What is an AI tech stack?
An AI tech stack is the full set of technologies used to build and run an AI-powered application. Like any tech stack, it spans layers — but instead of just a front end, back end, and database, an AI stack adds the pieces unique to working with models: the model itself, a way to give it your data, and the tools to orchestrate, deploy, and monitor it.
The right stack depends on what you're building. A simple "chat with your docs" app needs far less than a production system running fine-tuned models at scale, but they draw from the same menu of layers below.

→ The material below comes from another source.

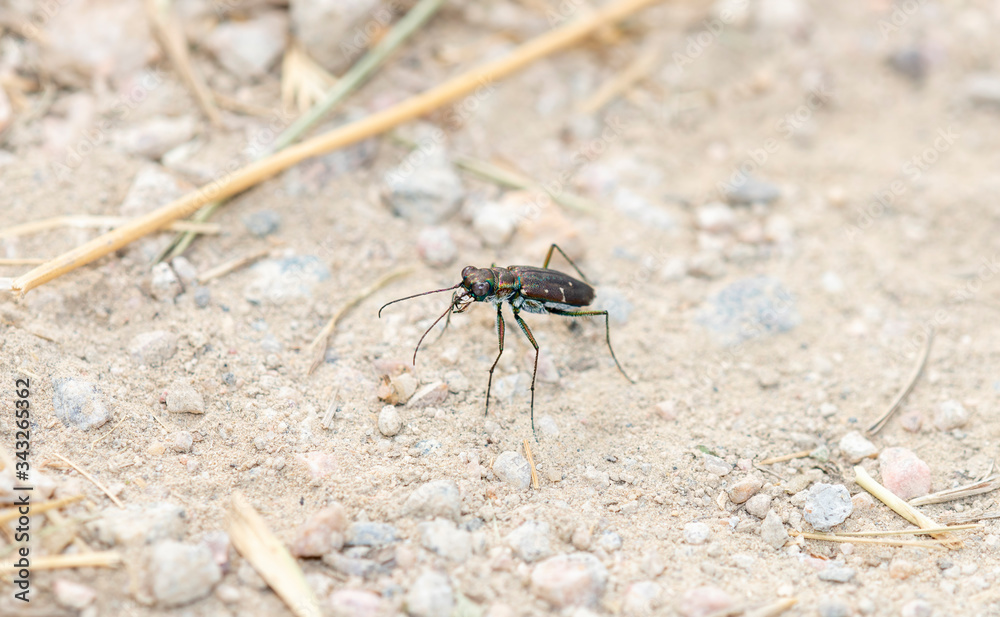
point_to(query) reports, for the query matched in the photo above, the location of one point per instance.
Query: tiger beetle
(524, 288)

The layers of an AI tech stack
A modern AI stack typically covers these layers:
- Models / LLMs: the brain — hosted APIs like OpenAI or Anthropic, or open models (Llama, Mistral) via Hugging Face
- Data & embeddings: your content turned into vectors so a model can search it — embedding models plus a pipeline to keep it fresh
- Vector database: stores and searches embeddings for retrieval (RAG) — Pinecone, Weaviate, Qdrant, or pgvector
- Orchestration / frameworks: chain prompts, tools, and steps together — LangChain, LlamaIndex, or a lightweight custom layer
- Compute & deployment: run models and jobs — cloud (AWS, GCP), or model-serving platforms like Modal, Replicate, or Baseten
- Monitoring & evaluation: track quality, cost, and drift — LangSmith, Langfuse, or Weights & Biases
AI tech stack examples
Three common shapes, from simplest to most involved:
- RAG app ("chat with your data"): OpenAI or Anthropic + an embedding model + pgvector/Pinecone + LlamaIndex, deployed as a simple API
- AI agent / assistant: a strong LLM + LangChain (tools and memory) + a vector DB + LangSmith for tracing, on serverless or Modal
- Production ML product: fine-tuned or open models via Hugging Face + a serving platform (Baseten/Modal) + a feature/vector store + W&B for evaluation
How to choose your AI stack
Start with the model and the framework, because they shape everything else. For most apps, a hosted LLM (OpenAI/Anthropic) plus a light framework gets you to a working prototype fastest; reach for open models and serving platforms when cost, privacy, or customization demand it.
Add a vector database the moment you need the model to answer from your own content (RAG), and add monitoring before you go to production — AI systems fail quietly, and you can't improve what you don't measure.